Monday, July 14, 2008

Prosecuters Point at Penny Press for Puzzling Pain

My pulsating pain is proof the promotion of puzzles (particularly "Places Please" puzzles) propogates pain in people's palms. I propose to prosecute Penny Press Publications who profits profoundly from people who are prone to palm pain. Prompt professional proceedings to prioritize this problem prevents prodding for pricey, pragmatic pressings. "Places Please" puzzles possess and pillage plausible people like a plague. Please pray the perpetual pain will perish and my prognosis will improve. I'm a painter in poignant peril, plummetting from my pale pallette. Prescribed Prozac pills doesn't prevent persistant pain and personality problems. Perhaps people pooh-pooh at this preposterous pursuit, but prepare for prolonged pain in your palm.....and pupils - if I don't prevail.

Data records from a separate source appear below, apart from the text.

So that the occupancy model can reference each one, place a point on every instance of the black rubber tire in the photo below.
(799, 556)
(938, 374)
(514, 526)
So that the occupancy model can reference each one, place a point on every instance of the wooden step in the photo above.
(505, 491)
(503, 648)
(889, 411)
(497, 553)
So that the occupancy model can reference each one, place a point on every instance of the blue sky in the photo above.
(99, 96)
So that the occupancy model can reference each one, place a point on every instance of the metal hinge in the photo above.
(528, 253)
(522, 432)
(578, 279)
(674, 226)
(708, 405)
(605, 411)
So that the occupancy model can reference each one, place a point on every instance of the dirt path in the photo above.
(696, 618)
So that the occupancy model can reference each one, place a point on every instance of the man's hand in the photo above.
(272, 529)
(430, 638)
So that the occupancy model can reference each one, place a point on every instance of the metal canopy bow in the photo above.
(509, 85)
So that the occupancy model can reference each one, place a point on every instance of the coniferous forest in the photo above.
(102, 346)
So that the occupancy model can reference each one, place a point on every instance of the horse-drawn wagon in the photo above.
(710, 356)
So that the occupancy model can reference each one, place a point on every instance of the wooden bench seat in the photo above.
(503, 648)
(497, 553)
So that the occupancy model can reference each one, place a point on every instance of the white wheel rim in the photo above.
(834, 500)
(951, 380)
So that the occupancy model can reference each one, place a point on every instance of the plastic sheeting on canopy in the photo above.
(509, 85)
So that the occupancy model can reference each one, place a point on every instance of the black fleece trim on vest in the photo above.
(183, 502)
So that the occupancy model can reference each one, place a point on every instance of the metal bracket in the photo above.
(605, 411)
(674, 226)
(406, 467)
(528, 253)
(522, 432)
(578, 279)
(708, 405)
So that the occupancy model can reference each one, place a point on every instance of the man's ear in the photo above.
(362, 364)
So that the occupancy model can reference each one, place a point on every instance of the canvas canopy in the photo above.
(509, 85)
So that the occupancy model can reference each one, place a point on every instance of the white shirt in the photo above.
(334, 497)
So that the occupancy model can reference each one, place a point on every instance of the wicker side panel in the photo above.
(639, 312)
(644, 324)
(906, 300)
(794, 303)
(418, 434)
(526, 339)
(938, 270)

Try reading this with freshly applied lip gloss! Now I will publish post.

6 comments:

Gil said...

People present preposterously proposed problems pointing past plausible pecuniary possibilities. Passivity prevents pushing perpendicular, and potentially problematic, perversions of protocol past parameters promulgated by prescient people, preying on the predilections of precocious people's palavering. Butcha dun gud, kid! (Don't you just LOVE alliteration?)

The Royal Monson Clan said...

WOWZA!

Karen said...

Put the pencil down and step away from the puzzles and then get some sleep!!

Nicole said...

Perfectly pointless to prosecute. okay, those are the only p words i can come up with.....

Krista said...

When puzzling, I don't even pause to potty!

Anonymous said...

Krista, if you said that after you applied lipgloss, there would be nothing left of the page, and we would need to change our Depends from laughing so hard....lol.

This is Janine, and I have to set up a page to reply, so I may get around to it tomorrow when Jimmy's at work.